Breakfast is especially important as the body's metabolism (the system that converts food into energy) works best when fueled upon waking.
When your metabolism is more efficient, workouts become more productive. Energy throughout the athlete's day is also more readily available, and from what I've witnessed, this provides for better learning, study skills and attitudes!
Another way to help the body be more efficient at making energy is to eat "quality," or the right foods.
Proteins, carbohydrates and healthy fats provide necessary energy for an athlete to perform.
A distinguishing factor between foods with protein, carbs and fat is the the other nutrients included. For example, when you eat carbs from whole grains, fruits, veggies and milk, you receive other benefits, such as vitamin C, calcium and muscle-building amino acids that help performance.
Eating enough is relative to an athlete's overall goals, size, gender, sport and position played.
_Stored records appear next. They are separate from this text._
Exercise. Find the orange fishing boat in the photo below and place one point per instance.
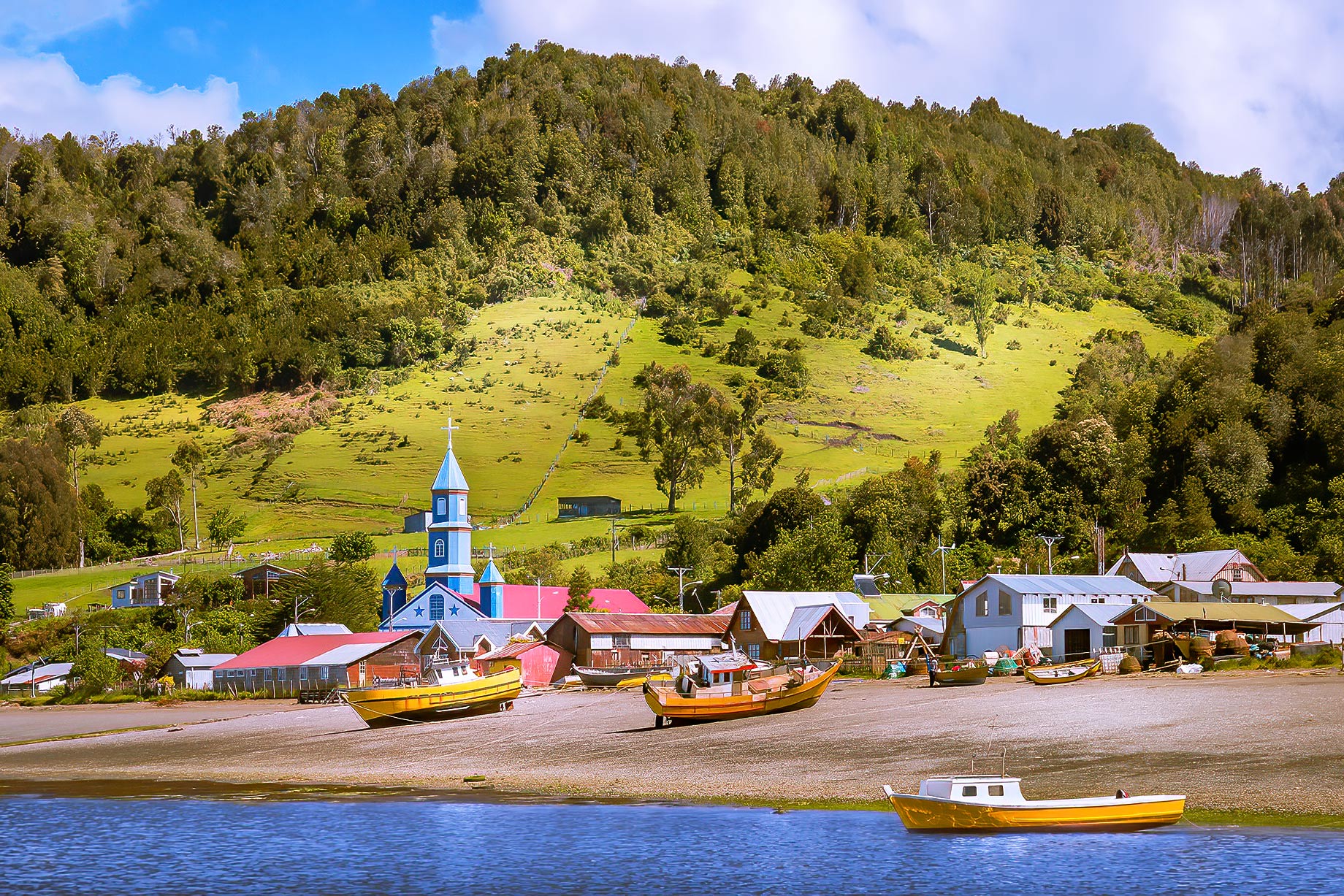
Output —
(731, 686)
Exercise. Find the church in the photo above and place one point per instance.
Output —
(454, 600)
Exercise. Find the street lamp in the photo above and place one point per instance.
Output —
(1050, 550)
(942, 556)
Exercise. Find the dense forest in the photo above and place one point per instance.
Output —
(356, 231)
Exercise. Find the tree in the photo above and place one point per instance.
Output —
(78, 430)
(38, 508)
(581, 589)
(979, 293)
(187, 459)
(225, 527)
(6, 593)
(683, 424)
(166, 494)
(351, 547)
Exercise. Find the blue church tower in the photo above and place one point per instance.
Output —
(451, 527)
(394, 591)
(492, 590)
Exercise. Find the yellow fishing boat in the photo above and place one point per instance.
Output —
(731, 686)
(995, 803)
(449, 689)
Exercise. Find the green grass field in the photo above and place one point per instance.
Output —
(516, 402)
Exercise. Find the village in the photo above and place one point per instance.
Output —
(1191, 611)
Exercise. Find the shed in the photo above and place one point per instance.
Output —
(1083, 629)
(589, 505)
(636, 638)
(541, 664)
(194, 668)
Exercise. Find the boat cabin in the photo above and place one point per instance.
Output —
(974, 789)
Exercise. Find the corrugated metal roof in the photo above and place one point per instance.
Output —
(299, 651)
(651, 622)
(1269, 589)
(774, 609)
(511, 651)
(1308, 611)
(804, 621)
(1091, 585)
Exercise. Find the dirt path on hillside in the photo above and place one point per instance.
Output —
(1238, 742)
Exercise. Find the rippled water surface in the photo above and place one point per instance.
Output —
(66, 846)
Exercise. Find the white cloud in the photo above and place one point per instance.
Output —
(42, 93)
(1227, 83)
(33, 23)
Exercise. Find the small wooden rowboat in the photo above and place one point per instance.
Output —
(452, 689)
(1062, 673)
(995, 803)
(958, 672)
(617, 676)
(730, 686)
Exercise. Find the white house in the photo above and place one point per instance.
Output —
(1011, 611)
(1245, 591)
(193, 668)
(1083, 629)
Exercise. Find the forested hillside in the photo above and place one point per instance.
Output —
(328, 242)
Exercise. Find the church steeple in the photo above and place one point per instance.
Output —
(451, 527)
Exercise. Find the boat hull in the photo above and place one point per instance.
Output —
(1035, 675)
(1134, 813)
(385, 707)
(667, 704)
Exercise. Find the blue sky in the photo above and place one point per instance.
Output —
(1229, 83)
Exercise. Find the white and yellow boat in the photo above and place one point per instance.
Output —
(995, 803)
(451, 689)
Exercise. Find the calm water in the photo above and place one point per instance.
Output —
(62, 846)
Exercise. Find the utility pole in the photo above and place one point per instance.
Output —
(1050, 550)
(942, 556)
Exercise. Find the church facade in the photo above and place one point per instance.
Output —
(452, 591)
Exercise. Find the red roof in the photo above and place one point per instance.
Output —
(521, 601)
(299, 649)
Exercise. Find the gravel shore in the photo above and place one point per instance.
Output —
(1253, 742)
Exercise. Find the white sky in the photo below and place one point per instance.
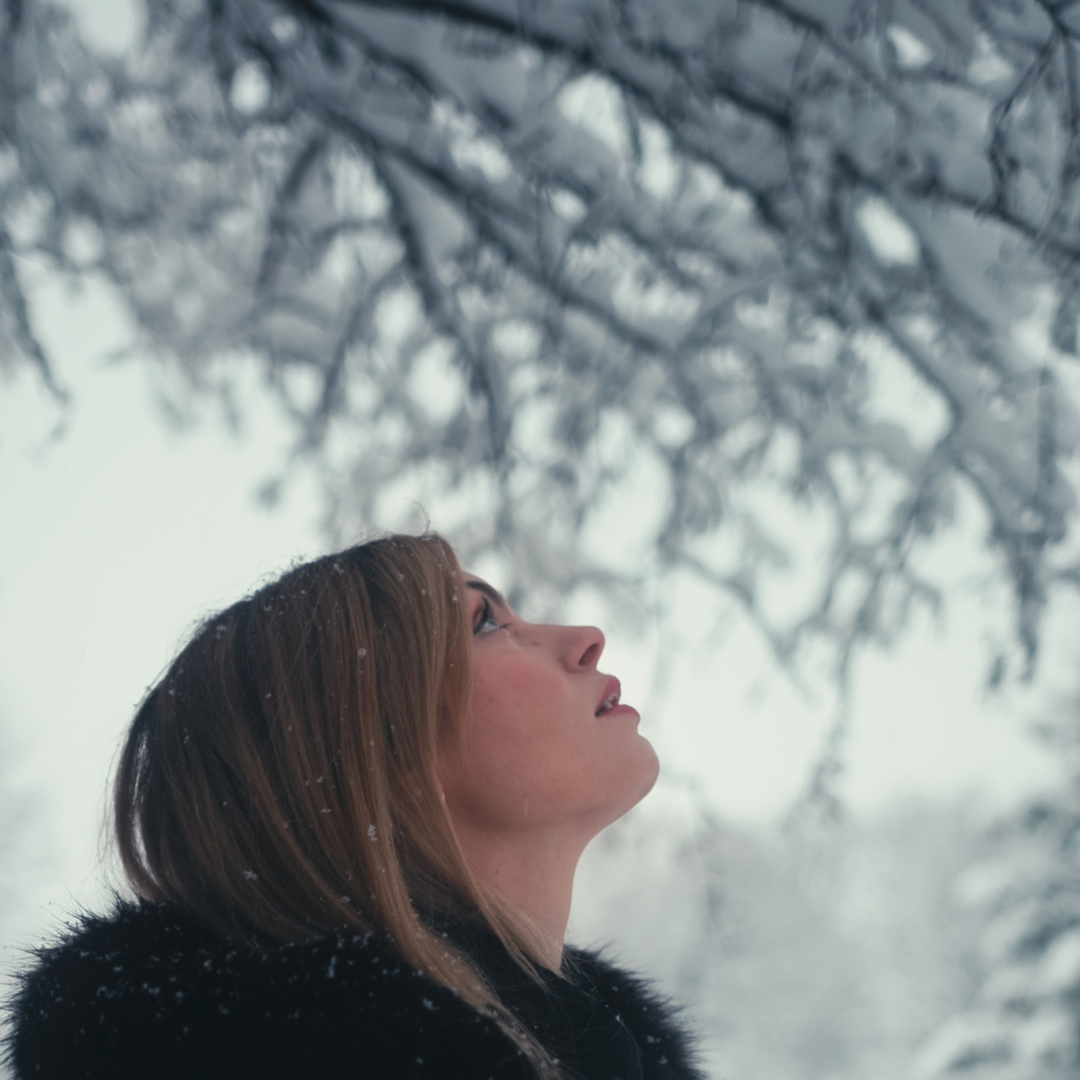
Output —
(118, 536)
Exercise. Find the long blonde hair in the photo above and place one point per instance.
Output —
(280, 781)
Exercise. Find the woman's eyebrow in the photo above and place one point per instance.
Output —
(493, 594)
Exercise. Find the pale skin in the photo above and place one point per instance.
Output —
(541, 763)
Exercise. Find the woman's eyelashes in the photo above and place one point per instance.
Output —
(485, 620)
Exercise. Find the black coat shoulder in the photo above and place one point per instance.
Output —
(148, 993)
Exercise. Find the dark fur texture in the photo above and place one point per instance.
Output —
(147, 993)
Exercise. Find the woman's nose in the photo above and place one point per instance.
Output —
(582, 646)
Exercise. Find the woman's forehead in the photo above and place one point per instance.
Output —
(480, 585)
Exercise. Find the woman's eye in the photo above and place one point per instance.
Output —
(485, 621)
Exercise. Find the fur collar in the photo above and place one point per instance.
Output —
(148, 993)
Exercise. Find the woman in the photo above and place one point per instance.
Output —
(351, 810)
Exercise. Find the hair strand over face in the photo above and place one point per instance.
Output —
(280, 781)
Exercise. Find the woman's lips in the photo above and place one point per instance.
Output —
(609, 703)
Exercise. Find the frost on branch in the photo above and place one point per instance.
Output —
(513, 258)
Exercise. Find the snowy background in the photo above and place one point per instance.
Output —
(876, 942)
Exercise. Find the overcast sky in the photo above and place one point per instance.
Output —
(119, 535)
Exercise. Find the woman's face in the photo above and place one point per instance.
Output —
(547, 744)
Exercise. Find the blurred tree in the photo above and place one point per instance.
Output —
(792, 974)
(517, 258)
(1022, 1023)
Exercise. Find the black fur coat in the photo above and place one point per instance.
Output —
(147, 993)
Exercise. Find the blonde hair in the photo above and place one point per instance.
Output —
(280, 780)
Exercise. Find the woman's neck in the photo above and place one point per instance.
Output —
(536, 875)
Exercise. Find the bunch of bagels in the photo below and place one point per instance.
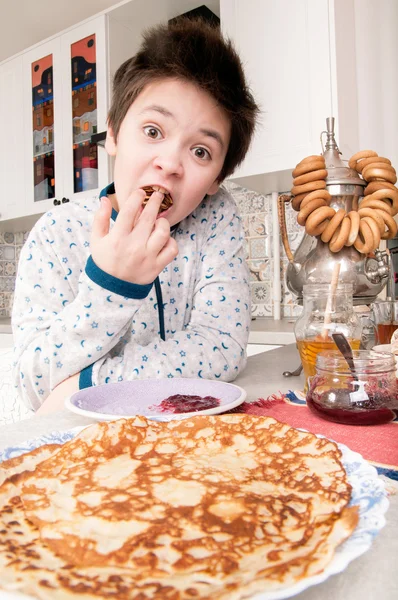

A general rule of thumb for the recreational athlete wanting to improve performance is to eat the number of calories that is equal to the body weight in pounds multiplied by 15 to 20. If you are male, younger, training heavily, and/or have a large amount of muscle, you should eat on the higher end of this range.
As a general rule of thumb, this applies to most people. Some people require more or less calories at different points in their training.
I can give you an example of an ideal eating schedule for an average Division I athlete. Keep in mind that several factors such as gender, sport and size will affect the energy and timing needs of each athlete.
Wake up: Small snack, such as a carbohydrate-based granola bar
Immediately after weightlifting: Carbohydrate and protein balanced recovery shake
Breakfast: Carbohydrate-based breakfast with added protein, such as an egg sandwich, yogurt and piece of fruit
Snack from the backpack: Trail mix with peanuts, raisins and pretzels
Lunch: Deli sandwich to go from the dining hall, low-fat cottage cheese, side of pasta salad, baby carrots and a carton of skim or low-fat milk
Snack: Piece of fruit
During-practice calories: Gatorade or sports drink
Immediately after practice: 8-ounces of skim chocolate milk
Dinner within an hour of finishing practice: Pasta with red sauce, grilled chicken breast with brown rice, salad with beans, low-fat dressing and extra veggies
Bedtime snack: Packet of instant oatmeal with skim or low-fat milk
If you are trying to improve your performance in a sport, start by writing down the foods you eat. Don't change everything at once or your body might not adjust well! Instead, work to improve things little by little, and take note of how it affects your training.